1. Ingestion & classification

The raw stream (financial news + tracked-actor posts) is classified rule-by-rule into typed events - whale transfer, regulation, M&A deal, macro policy, earnings, partnership, upgrade, hack/exploit, listing, sanction, ETF flow. No LLM guessing in the hot path: the types are rule-derived and auditable.

2. Two-stage denoise

A fact survives only if it carries a type, a resolved subject and - where the event implies one - a magnitude. Generic "10 stocks to buy" headlines are dropped at the source. In a recent run this took 28,179 raw items down to 2,402 typed facts with zero false positives in review - about 91% removed.

3. Entity resolution

Every subject is resolved to one canonical ID: NVDA, Nvidia, @nvidia and $NVDA all map to the same ticker, across equities and crypto. We favor precision over recall - the resolver returns null rather than risk a wrong merge, so your agent never silently conflates two entities.

4. Magnitude & direction

Where the text carries a dollar figure it is parsed to a USD magnitude; a direction hint is attached. The hint is explicitly a hint, never a graded call - we do not dress a headline up as a signal.
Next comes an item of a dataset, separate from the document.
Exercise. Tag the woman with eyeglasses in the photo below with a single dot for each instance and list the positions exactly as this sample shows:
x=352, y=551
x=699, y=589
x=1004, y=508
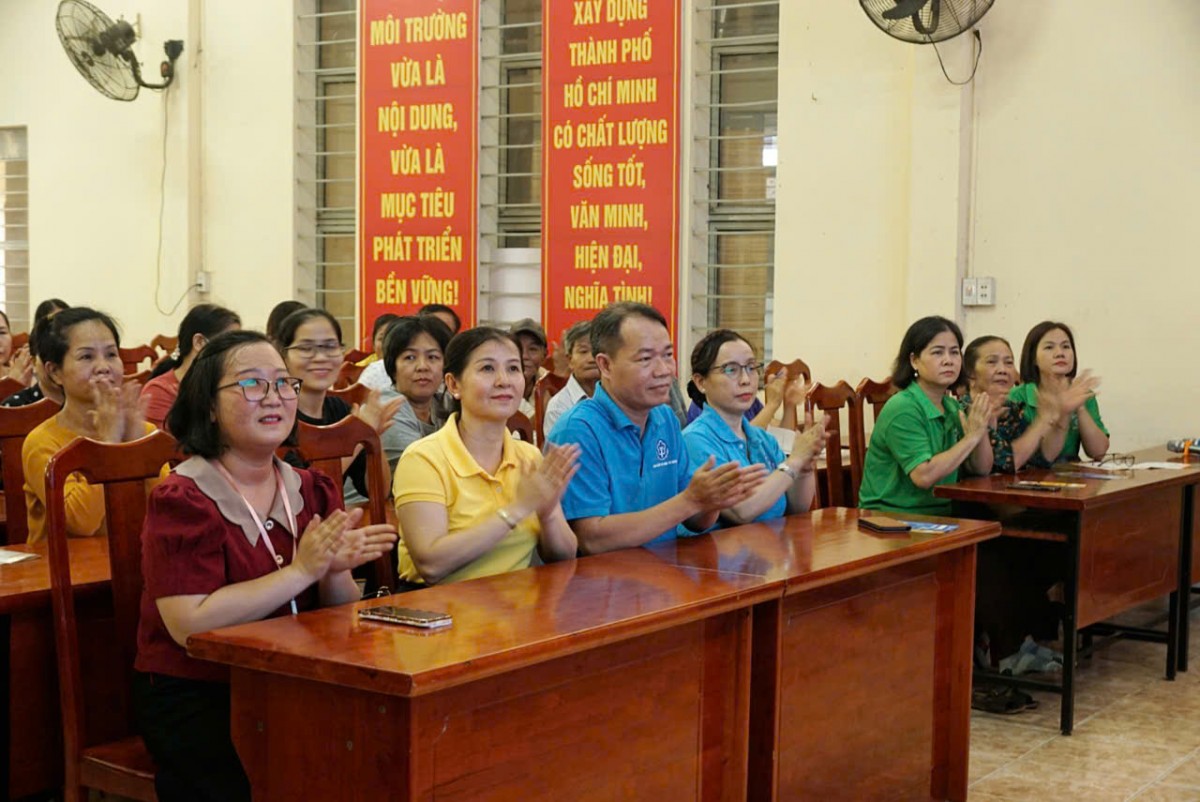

5. Canonical events & the graph

Facts that mark a structural inflection are graded with a p_canonical score and dated - the early-warning layer. Interpreted, typed edges (not co-mention noise) feed the knowledge graph, so what you traverse is meaning, not coincidence.

What we deliberately do not do

We do not claim a price edge, we do not give investment advice, and we do not expose the internal paper-trading books - those are research instrumentation, not the product. Every number on the track record is forward-only, with the control group and global false-discovery rate disclosed.